On Wednesday, the folks at USA Track & Field declared they had sold the United States' unborn Olympians to Nike Inc., announcing a partnership with the shoe company through 2040. That's how Nike does it: They put Swooshes on even the twinkles in people's eyes.

The deal is rumored to be for $500 million, which would quadruple the current amount Nike has been paying—around $5 million per year, or over half of USATF's annual sponsorship contributions.

Why does this matter? Well, for one thing, the deal comes fresh on the heels of a successful and unprecedented runners protest whose subtext was the dom/sub relationship between Nike and USATF. For another, the influx of cash is not guaranteed to reach the athletes themselves, many of whom are currently living below the poverty level.

Where does all this new money go, then? If history is a guide, USATF pays it to USATF. In 2008, the organization's total expenditures for "Governance, Administration, and Other" were about $1.5 million, according to the approved budget. In 2013, that same category was over $6.5 million, despite total expenditures being around $4 million greater. USATF is paying out less while paying itself much, much more.

In some ways, the new Nike contract will actually make things more difficult for athletes. Because the Swoosh again has locked up rights as the exclusive outfitter for U.S. track and field teams for the world championships and the Olympics, runners will continue to have a hard time getting non-Nike sponsorships, which after all can't be displayed at the sport's pinnacle events.
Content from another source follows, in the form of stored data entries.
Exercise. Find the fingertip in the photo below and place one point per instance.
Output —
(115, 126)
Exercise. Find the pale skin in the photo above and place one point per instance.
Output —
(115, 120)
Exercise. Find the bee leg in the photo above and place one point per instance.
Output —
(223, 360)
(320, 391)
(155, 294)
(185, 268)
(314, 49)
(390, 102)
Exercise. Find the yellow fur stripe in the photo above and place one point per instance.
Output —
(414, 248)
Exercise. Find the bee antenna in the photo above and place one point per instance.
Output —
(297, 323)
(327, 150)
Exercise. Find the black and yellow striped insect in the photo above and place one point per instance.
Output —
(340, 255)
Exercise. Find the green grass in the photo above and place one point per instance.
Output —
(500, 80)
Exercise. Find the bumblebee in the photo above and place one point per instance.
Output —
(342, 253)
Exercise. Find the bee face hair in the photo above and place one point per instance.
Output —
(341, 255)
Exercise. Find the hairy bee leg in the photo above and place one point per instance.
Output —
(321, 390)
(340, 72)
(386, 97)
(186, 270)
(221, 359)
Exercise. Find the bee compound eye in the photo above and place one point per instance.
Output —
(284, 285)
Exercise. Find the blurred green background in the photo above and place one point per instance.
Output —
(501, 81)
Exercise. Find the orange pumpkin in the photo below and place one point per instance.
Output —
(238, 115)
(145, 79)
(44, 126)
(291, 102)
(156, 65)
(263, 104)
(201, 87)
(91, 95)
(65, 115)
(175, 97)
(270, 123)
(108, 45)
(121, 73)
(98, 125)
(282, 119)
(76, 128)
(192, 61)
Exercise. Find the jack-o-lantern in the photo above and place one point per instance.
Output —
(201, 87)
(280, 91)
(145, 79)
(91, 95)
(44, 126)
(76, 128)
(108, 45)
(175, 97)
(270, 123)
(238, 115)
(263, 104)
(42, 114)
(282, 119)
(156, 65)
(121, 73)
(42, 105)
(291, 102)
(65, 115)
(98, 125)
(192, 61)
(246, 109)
Adam Nelson, president of the Track and Field Athletes Association, said the TFAA had no input on the deal, adding it "highlights the importance of a professional athletes association."

After the 2014 USA Indoor Championships in Albuquerque, USATF was accused of not listening to its athletes. That's obviously not the case; USATF has been listening to the heartbeats of the next generation. It sounds like the faint ringing of a cash register.